09 June 2010

 Poor weather conditions meant that the available members of the Guernsey Seabird Team (Jamie and Mish Hooper, Chris Mourant and me) had to pack in visits to two of the Bailiwick’s seabird island in a single day. Things tend to get hectic at this time of year – trying to ensure that the seabird monitoring and ringing activities are successfully done, while at the same time everyone has a busy day job!

 With the kind permission of the owner of Jethou (Dr Peter Ogden), and his very helpful staff, we were able to visit Jethou during the day. The primary purpose was to monitor the European Shag nesting activity, although we would also note other seabird breeding productivity. We caught the work boat across to the island at 0800. The skipper very kindly circumvented Jethou before landing us so that we could count the Atlantic Puffins on the water. We counted 23 birds, which is a good number for the island.

 After a welcome mug of coffee with Dr Ogden, the Team crossed to Crevichon as soon as the islet dried. I was particularly pleased to find several Great Black-backed Gull chicks on the rocky knoll opposite the house, as this enabled me to first the first of my new GBBG colour rings. Although quite snug on the legs of the chicks, I am sure that as soon as the birds’ legs lose their puppy fat (something which happens rapidly as the legs elongate) the rings will be a very good fit. By the time we left Crevichon we had ringed 16 Great Black-backed Gull chicks, along with 83 Shag chicks.

 In common with what we had seen in other Bailiwick colonies, the news this year for Shag nesting activity is good. Nesting numbers of Shag are high, and productivity is also good, with the majority of pairs having three advanced chicks. The early season was also confirmed with the young from more than 10 nests having already fledged. 65+ active Shag nests were recorded on Crevichon islet, and there were another 30+ on the main island of Jethou. Unfortunately we ran out of time before the tidal window closed, preventing access on to the other adjacent islet of Grande Fauconniere. We estimated that there were another 30+ active nests here.

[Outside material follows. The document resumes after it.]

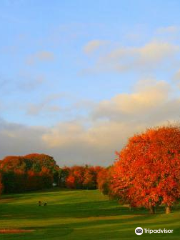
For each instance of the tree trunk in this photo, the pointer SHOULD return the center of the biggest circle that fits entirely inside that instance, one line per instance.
(168, 209)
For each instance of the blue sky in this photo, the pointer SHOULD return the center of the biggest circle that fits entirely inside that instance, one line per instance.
(80, 77)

  Jamie took the opportunity to colour ring another five Little Egret chicks from the protected colony – making a total of 16 young ringed this year (a record).

 On the small gravelly slopes opposite Grande Fauconniere Jamie caught an Atlantic Puffin in its burrow. This bird was quickly ringed and sent back down its burrow to continue incubating its single large white egg.

 After a brief rest, while watching the tide rush back over the narrow passage to Grande Fauconniere we dropped onto the stony beach opposite this small islet. Here we ringed another half a dozen Shags and noted that Herring Gull chicks were also much in evidence. However, we left the vast majority of these for ringing on another visit in c two weeks’ time.

 Great Black-backed Gulls seemed to have formed a small loose colony on the south-east promontory of Jethou this year, and we found another 11 youngsters in the vegetation here. No doubt there were others too that were too well hidden for us to find!

 At least seven Oystercatcher nests were seen around Jethou – all with eggs. After completing the seabird work, Jamie and Mish returned back up the central path to complete the BTO breeding birds atlas for the island.

 At 4 p.m. we caught the return work boat to Guernsey. It had been a very rewarding visit. After the desperately poor breeding seasons of 2007 and 2008, it was very pleasing to record a good season for the seabirds (and especially European Shag) in 2010.